Grabbing Mystery Plots from the Headlines

Read about it in the newspapers or see it on TV news and a few weeks later you’re watching a fictionalized account on TV. The weekly Law & Order show is probably the best example of that approach. 

I read the New York Times every day and occasionally watch TV news. My mysteries and my romances are influenced by what I read and see, not just the scandalous headline stories but by everyday events and human interest articles. As you may know, I’m a pantser and I do no advance planning or plotting before starting to write. So even though I may have a particular news story in mind when I type the first words of a novel or a short story, the reality is that my subconscious is in charge and that news story is just the jumping off point. Like most authors I devote months and, in some cases, years, plotting and writing a novel. Because of my pantser process, the extended writing time and the more complex exploration possible in the hundreds of pages of a novel, my books are more complex than a forty-five-minute TV show. And by the time I write The End, the book I’ve written may have little or nothing to do with the story that influenced it. 

News stories are out in the public domain and, thus, grist for the mill. But what about stories, events, people, etc. in the author’s life? In my life? I, like many authors, pull from my experience and, as with news stories, my imagination uses them as a springboard to fit the story I am writing. But…

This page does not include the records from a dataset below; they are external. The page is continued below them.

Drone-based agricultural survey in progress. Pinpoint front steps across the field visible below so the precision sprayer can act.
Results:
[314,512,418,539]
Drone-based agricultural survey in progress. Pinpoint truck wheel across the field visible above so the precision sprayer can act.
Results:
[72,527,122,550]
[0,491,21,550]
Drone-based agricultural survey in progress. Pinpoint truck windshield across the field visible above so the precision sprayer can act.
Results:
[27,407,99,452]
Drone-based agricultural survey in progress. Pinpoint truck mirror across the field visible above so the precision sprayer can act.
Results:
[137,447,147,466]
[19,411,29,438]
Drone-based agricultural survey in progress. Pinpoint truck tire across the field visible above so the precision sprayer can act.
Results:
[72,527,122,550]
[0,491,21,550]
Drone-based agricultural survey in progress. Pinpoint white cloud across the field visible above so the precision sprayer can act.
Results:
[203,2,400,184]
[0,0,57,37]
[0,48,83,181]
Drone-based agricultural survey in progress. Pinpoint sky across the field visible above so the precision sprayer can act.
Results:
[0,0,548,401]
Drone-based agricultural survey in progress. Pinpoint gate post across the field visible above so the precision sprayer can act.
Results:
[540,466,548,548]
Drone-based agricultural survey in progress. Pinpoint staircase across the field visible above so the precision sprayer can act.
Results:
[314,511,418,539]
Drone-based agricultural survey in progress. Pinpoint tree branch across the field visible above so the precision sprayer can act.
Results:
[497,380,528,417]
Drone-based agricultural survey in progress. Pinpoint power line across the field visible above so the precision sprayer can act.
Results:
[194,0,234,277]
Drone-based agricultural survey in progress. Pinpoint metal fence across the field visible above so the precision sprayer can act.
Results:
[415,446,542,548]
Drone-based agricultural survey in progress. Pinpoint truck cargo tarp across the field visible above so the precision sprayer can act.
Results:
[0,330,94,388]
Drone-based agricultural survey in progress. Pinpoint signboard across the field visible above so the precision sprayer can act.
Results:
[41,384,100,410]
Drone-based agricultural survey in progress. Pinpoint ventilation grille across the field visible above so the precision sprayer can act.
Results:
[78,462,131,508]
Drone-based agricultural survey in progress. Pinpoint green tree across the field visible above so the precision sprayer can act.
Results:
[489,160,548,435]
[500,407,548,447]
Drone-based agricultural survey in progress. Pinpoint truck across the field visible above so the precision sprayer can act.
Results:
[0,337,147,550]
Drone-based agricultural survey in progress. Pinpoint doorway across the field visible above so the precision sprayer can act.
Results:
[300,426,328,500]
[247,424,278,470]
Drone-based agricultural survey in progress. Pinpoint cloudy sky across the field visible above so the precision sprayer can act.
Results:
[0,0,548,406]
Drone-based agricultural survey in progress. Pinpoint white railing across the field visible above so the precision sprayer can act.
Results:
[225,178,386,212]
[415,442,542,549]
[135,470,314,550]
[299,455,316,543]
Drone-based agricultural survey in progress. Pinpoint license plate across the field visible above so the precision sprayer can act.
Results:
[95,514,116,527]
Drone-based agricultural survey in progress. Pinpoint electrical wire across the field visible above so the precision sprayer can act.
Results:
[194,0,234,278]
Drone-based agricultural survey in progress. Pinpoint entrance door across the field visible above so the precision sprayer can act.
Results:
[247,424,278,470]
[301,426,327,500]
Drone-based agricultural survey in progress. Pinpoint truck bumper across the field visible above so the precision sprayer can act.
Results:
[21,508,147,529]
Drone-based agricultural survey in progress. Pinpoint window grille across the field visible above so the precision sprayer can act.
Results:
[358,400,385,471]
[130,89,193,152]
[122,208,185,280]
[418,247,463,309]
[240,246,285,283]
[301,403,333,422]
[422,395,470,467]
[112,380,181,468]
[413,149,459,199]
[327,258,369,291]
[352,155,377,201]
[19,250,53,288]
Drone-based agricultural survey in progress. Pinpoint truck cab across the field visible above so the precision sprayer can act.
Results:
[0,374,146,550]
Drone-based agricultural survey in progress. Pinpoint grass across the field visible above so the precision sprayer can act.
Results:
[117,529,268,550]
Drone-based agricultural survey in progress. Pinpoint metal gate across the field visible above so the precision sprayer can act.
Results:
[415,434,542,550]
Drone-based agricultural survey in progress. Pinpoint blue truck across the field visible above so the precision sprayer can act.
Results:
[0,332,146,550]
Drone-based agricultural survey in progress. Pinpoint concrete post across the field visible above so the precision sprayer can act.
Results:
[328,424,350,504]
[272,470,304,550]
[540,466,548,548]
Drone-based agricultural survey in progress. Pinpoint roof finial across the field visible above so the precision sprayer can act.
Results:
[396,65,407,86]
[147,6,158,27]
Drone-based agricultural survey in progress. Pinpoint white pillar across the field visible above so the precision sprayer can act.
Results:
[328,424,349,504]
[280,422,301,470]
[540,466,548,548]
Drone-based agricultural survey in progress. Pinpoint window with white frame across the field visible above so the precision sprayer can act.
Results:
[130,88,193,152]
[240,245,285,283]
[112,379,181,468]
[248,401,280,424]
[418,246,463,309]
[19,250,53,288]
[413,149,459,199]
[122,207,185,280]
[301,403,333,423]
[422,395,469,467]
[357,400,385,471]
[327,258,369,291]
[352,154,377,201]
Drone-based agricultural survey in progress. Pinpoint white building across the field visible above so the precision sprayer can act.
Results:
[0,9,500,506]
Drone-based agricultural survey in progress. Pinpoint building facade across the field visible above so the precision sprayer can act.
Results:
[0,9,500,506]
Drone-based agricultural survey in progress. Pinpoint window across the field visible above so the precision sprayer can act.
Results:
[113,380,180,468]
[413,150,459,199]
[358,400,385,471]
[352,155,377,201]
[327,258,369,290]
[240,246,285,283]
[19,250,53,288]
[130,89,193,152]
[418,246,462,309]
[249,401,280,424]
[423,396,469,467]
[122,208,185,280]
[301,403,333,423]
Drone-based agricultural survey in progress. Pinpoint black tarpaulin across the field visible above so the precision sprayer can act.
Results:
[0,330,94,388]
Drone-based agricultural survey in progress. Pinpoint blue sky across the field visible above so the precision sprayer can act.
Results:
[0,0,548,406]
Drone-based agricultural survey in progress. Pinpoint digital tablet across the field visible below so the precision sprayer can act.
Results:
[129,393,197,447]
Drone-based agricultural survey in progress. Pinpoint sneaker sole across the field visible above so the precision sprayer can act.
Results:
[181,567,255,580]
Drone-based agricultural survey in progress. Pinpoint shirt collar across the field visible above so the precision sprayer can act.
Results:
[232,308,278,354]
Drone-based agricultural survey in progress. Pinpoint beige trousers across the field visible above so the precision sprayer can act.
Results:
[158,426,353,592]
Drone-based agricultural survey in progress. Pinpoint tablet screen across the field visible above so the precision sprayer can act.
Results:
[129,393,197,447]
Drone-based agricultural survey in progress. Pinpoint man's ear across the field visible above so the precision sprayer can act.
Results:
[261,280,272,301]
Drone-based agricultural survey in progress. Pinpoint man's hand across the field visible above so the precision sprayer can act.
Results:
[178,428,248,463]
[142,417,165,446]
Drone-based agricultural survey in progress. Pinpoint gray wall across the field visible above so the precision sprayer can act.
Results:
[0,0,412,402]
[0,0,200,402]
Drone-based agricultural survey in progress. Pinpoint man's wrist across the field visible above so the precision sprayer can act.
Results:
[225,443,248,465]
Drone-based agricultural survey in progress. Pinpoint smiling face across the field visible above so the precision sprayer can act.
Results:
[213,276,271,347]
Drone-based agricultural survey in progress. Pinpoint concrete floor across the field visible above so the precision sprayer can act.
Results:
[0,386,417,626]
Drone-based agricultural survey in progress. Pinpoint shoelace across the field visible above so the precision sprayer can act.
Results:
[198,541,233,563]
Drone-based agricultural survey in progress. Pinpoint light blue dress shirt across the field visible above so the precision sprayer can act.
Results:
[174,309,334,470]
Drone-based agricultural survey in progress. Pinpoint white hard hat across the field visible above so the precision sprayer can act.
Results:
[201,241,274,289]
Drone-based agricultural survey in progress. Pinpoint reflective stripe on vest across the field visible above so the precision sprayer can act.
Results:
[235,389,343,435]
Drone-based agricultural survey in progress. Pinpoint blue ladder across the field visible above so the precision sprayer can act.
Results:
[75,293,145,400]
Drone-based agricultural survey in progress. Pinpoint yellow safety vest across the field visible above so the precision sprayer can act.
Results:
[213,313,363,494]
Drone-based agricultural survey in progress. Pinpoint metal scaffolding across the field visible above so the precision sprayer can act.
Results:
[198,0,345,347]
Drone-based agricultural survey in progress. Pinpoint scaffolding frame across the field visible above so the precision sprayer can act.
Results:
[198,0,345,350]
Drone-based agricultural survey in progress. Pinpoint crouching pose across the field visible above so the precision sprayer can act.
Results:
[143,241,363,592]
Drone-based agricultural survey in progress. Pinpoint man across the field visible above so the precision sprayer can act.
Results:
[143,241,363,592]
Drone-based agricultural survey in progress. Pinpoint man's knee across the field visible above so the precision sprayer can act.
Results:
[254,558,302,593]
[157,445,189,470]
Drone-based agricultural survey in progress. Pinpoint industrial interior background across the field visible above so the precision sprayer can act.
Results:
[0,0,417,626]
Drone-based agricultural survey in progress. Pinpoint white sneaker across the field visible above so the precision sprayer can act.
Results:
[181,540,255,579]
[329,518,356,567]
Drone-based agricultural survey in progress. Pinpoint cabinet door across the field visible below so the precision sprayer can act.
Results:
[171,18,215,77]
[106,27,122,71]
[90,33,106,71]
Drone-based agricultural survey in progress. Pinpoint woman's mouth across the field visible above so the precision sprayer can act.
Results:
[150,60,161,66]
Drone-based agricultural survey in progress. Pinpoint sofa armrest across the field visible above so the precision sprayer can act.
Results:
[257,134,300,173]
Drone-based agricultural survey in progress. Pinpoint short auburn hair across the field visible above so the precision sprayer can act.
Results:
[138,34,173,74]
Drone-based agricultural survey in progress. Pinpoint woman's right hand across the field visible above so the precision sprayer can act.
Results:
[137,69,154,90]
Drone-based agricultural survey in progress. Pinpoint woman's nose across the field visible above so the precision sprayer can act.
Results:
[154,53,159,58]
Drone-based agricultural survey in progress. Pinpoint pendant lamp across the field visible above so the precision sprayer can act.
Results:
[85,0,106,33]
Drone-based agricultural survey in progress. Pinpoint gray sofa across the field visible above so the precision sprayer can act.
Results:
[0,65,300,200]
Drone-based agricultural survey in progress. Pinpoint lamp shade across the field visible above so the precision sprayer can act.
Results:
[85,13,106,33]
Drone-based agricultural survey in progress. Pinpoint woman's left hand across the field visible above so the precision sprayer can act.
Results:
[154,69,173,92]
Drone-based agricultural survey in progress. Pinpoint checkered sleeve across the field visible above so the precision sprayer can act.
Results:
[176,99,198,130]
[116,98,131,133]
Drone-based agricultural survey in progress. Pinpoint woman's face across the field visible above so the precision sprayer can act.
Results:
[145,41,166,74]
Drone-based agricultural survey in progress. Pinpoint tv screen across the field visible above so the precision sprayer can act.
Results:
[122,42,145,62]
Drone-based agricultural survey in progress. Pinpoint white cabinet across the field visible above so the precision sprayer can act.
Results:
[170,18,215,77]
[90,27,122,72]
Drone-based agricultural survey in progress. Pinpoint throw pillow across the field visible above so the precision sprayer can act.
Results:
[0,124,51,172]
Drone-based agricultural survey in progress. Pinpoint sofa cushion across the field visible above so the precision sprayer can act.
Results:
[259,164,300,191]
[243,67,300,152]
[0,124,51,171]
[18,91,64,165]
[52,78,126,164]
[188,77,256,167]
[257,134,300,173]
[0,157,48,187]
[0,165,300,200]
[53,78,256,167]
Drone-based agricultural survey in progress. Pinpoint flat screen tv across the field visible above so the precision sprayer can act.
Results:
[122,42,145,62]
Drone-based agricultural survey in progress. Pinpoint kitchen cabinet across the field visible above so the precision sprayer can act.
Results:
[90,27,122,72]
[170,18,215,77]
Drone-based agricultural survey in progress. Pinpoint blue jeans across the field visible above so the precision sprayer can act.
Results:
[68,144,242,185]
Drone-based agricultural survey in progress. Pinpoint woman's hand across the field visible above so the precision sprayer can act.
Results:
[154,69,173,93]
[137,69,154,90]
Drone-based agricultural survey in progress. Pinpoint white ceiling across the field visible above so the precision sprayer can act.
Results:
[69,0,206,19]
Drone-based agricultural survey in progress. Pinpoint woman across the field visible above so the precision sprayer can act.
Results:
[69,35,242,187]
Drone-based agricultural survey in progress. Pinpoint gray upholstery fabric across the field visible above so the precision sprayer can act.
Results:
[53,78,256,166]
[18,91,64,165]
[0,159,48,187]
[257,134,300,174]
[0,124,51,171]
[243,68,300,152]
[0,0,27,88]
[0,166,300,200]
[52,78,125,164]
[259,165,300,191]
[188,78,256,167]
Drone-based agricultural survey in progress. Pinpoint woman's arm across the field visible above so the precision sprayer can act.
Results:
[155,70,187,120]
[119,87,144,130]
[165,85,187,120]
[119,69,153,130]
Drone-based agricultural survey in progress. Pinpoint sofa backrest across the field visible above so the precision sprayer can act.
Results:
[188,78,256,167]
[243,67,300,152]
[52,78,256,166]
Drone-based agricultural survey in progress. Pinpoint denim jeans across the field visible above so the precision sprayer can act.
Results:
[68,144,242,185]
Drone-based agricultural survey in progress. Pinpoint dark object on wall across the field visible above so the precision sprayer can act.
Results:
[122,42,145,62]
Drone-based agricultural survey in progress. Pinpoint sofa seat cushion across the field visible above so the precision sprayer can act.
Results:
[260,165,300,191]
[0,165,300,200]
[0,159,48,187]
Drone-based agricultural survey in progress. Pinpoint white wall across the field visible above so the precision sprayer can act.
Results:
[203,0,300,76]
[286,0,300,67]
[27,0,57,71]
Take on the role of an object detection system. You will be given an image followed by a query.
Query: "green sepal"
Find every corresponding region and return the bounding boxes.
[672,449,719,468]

Are Some things too Personal?

Years ago, I was watching the news and one of the stories was about a thirty-five-year-old man who stabbed his thirty-year-old wife and their three daughters– four months, four and five years old—to death in their sleep. I was horrified and overwhelmed with sadness. But I turned off the news and forgot it. Until my mother called later that night. That young woman was my godchild, Linda. I’d lost touch with her and didn’t recognize her married name. There was no trial and the murder quickly dropped out of the news. In the many years since that night, I occasionally thought about writing Linda’s story, but I never did. And her mom never mentioned her or the murder. Interestingly, right before the Covid lockdown I had lunch with her mom, who has since died, and she asked me to write the story. I said I would think about it but the idea of imagining Linda dealing with the horror of that night is chilling. I doubt I’ll ever do it.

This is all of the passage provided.